PC上での作業履歴をタイムラインで振り返り、よく行うタスクからスキルを高められるツール「Computer History」が、研究プレビュー版「Chronicle」を基盤に、トークン使用量の削減とプライバシー制御を強化した新バージョンとして発表されました。履歴の一括削除や一時停止など、ユーザー自身がデータを細かく管理できる点が特徴です。
新生「Computer History」とは何か
Chronicle研究プレビューからの進化
Computer Historyは、これまで研究プレビューとして提供されていた「Chronicle」をベースに開発された履歴管理ツールです。今回のアップデートでは、AI処理に使われるトークン使用量を抑えつつ、ユーザーの操作内容をより安全に扱えるよう、プライバシー面の設計が見直されています。これにより、長時間の作業も効率的に振り返りやすくなり、コストとプライバシーの両立を図っています。
タイムラインビューで仕事の流れを俯瞰
最大の特徴は、新たに追加された「タイムラインビュー」です。PC上で行った作業が時系列で並び、いつ・どのアプリやウェブサイトで・どのような作業をしていたかを一覧できます。これにより、日々の仕事の流れを俯瞰し、どのタスクに時間を使っているのか、どの作業が繰り返されているのかを直感的に把握できるようになります。
「頻出タスク」からスキルを高める発想
タイムラインビューを活用することで、自分が日常的に繰り返している「頻出タスク」が見えてきます。例えば、レポート作成、データ集計、資料のレビューなど、パターン化されやすい作業は、テンプレート化や自動化によって大きく効率化できます。

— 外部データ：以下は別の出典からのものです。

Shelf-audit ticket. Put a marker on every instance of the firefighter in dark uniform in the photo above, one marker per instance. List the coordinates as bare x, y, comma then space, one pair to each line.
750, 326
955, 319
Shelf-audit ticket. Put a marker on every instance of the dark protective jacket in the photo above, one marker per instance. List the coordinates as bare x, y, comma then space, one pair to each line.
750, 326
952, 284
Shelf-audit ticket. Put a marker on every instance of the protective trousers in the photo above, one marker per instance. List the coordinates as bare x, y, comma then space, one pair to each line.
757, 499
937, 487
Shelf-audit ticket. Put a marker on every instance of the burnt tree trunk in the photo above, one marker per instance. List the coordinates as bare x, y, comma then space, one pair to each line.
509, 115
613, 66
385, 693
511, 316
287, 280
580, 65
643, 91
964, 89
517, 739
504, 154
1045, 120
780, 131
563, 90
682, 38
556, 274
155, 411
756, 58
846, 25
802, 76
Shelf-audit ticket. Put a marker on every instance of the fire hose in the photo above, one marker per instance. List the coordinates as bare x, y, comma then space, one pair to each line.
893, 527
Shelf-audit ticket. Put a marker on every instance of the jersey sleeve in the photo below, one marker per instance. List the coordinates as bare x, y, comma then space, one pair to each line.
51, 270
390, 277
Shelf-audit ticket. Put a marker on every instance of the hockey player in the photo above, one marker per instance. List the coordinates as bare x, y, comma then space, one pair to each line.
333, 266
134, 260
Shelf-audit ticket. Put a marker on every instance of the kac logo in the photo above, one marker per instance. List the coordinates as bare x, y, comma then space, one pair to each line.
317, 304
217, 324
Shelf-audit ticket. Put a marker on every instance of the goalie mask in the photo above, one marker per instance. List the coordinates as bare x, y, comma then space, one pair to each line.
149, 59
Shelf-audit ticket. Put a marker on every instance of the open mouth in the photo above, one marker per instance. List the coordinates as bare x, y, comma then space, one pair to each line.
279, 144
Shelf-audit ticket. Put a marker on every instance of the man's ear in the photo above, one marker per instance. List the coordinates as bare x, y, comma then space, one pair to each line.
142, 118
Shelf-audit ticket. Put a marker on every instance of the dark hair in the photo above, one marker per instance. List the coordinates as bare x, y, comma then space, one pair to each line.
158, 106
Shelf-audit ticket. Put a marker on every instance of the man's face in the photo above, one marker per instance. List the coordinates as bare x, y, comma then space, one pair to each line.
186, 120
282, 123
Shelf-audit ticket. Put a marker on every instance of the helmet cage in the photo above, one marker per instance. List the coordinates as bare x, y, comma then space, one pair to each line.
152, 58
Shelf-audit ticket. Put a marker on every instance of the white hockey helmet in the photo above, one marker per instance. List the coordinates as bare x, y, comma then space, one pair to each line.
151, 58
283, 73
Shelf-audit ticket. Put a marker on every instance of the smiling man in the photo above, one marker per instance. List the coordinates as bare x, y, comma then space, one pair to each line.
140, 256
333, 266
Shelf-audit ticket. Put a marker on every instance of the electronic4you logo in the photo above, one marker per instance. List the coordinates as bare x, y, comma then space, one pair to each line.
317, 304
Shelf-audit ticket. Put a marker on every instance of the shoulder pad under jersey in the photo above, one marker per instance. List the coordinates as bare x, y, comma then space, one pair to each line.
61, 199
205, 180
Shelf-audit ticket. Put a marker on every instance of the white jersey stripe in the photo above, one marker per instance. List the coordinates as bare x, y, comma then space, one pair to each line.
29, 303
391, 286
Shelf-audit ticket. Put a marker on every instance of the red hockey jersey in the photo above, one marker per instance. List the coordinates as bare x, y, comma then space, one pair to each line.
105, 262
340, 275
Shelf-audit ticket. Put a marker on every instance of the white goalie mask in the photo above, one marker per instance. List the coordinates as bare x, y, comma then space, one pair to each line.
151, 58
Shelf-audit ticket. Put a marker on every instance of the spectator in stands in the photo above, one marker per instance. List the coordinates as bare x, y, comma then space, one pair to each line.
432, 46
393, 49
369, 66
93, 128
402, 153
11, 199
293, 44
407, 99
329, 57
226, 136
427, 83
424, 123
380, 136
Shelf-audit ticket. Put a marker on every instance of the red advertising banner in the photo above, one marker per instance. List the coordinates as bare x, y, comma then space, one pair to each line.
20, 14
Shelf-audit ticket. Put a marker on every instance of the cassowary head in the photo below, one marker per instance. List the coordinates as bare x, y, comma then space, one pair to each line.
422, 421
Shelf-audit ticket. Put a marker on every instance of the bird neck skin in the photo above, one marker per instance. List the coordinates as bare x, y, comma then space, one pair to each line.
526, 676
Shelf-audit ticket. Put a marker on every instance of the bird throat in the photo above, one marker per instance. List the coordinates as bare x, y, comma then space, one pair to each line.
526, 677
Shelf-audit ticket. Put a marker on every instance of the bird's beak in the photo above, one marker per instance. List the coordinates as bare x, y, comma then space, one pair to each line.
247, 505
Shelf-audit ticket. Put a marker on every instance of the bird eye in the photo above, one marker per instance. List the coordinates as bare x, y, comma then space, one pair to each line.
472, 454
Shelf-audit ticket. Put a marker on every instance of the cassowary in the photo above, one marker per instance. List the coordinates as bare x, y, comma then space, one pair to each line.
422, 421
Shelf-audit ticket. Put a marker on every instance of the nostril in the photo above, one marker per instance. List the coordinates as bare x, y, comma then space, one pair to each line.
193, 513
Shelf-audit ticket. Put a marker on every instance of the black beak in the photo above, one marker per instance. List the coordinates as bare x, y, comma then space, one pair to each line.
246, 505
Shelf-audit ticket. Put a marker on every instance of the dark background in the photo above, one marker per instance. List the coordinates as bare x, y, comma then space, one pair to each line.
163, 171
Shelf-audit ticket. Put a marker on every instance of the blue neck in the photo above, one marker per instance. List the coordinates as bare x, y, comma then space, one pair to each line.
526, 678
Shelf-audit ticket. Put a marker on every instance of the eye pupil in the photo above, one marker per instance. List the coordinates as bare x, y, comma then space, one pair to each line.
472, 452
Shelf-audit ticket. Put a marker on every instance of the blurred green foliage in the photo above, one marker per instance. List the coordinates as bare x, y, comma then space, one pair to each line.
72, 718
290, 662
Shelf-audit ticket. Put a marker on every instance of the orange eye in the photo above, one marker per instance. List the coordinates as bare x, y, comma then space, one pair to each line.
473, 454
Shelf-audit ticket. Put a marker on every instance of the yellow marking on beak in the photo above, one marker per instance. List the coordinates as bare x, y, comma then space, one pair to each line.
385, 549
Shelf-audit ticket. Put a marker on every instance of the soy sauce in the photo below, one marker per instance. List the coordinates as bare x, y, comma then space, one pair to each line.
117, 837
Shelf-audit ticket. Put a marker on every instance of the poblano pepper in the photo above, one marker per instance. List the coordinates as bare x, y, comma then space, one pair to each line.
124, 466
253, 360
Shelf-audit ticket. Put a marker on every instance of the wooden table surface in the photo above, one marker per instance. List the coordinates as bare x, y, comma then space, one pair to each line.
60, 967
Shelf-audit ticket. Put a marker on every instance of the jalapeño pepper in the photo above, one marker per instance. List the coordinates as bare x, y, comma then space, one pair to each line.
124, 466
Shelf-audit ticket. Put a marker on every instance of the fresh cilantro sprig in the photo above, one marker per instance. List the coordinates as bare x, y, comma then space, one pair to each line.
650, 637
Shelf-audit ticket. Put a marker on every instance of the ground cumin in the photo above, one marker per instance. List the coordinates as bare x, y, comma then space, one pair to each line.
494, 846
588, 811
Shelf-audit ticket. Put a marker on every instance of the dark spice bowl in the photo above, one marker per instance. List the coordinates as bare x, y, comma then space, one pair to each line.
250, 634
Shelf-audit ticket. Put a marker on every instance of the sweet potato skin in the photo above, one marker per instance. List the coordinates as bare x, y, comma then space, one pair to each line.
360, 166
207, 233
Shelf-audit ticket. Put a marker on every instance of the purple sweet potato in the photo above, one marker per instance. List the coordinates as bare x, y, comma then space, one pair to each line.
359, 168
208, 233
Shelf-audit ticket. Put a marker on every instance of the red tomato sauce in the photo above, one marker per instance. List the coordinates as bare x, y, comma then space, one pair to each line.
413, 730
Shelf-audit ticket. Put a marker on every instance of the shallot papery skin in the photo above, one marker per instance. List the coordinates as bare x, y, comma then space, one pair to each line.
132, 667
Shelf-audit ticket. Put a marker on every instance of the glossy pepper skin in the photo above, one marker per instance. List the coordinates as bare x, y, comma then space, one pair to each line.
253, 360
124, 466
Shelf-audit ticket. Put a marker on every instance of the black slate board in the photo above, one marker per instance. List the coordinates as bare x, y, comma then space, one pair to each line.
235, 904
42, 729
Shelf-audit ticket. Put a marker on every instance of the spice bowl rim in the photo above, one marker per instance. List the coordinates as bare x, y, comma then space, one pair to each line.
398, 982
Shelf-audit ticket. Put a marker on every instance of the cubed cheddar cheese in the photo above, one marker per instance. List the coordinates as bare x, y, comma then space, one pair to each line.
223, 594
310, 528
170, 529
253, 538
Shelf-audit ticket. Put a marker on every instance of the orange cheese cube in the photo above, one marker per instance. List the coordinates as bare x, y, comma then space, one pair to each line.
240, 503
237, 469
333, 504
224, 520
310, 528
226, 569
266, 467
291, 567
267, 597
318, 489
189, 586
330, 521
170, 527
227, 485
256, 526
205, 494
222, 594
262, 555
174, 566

Computer Historyは、その「繰り返し」を可視化することで、ユーザーがどこを改善すべきか、どのスキルを伸ばすと効率が上がるかを考えるための出発点になります。
強化されたプライバシーと履歴コントロール機能
履歴の「全消し」と「部分消し」を細かく指定
Computer Historyでは、新たに履歴の削除機能が強化されています。タイムラインビューやメニューバーから、すべての履歴を一括で削除するだけでなく、特定の期間や特定の種類の履歴だけを選んで消すことも可能です。業務上センシティブなプロジェクトや、個人的な調べものなどを後からまとめて消せるため、「履歴を残したくない作業」を自分の判断で整理できます。
アプリ・ウェブサイトごとの「含める/除外」設定
どのアプリやウェブサイトの活動を履歴として記録するかも、ユーザー側で細かくコントロールできます。例えば、ブラウザは記録するが、個人用メッセージアプリは除外する、といった設定が可能です。これにより、業務効率化に役立つ情報だけを残し、プライベートな利用や機微な情報を含むアプリを履歴から外すといった、柔軟なプライバシー管理が実現します。
履歴の一時停止と再開で「今だけ記録しない」を実現
さらに、Computer History自体の記録を「一時停止」したり、「再開」したりできる機能も用意されています。特定の打ち合わせ、機密情報の閲覧、プライベートな作業など、「この時間帯だけは何も記録されたくない」という場面で、ワンクリックで記録を止められます。作業が終わったら、同じく簡単な操作で履歴の記録を再開できるため、安心してツールを使い続けることができます。
活用のヒントと導入時に意識したいポイント
タイムトラッキング+ナレッジ整理ツールとして使う
Computer Historyは単なる「履歴ログ」ではなく、時間の使い方を振り返るタイムトラッキングツール、そして自分専用のナレッジベースの入り口として活用できます。週末や月末にタイムラインを見返し、どのプロジェクトに最も時間を投じたか、どの作業に手間取っているかを分析することで、次の週のタスク配分や学習計画に反映させることができます。
プライバシー設定を最初に固めておく重要性
一方で、PC上の作業履歴を幅広く記録するという性質上、プライバシー設定を最初にしっかり確認しておくことが重要です。どのアプリを記録するか、どのサイトを除外するか、どのタイミングで一時停止を使うかといったルールを、自分なりあるいは組織として決めておくことで、安心してメリットを享受できます。履歴削除機能もあらかじめ使い方を確認し、「消したいときにすぐ消せる」状態を保つことが望まれます。
まとめ
Computer Historyは、Chronicleで培われた技術をベースに、作業履歴をタイムラインで振り返れるようにしたツールです。トークン使用量の削減による効率化と、履歴の削除・除外・一時停止といった細かなプライバシーコントロールを両立している点が大きなポイントです。自分の仕事のパターンを可視化し、頻出タスクの改善やスキル向上につなげたい人にとって、プライバシーを守りつつ生産性を高めるための有力な選択肢となりそうです。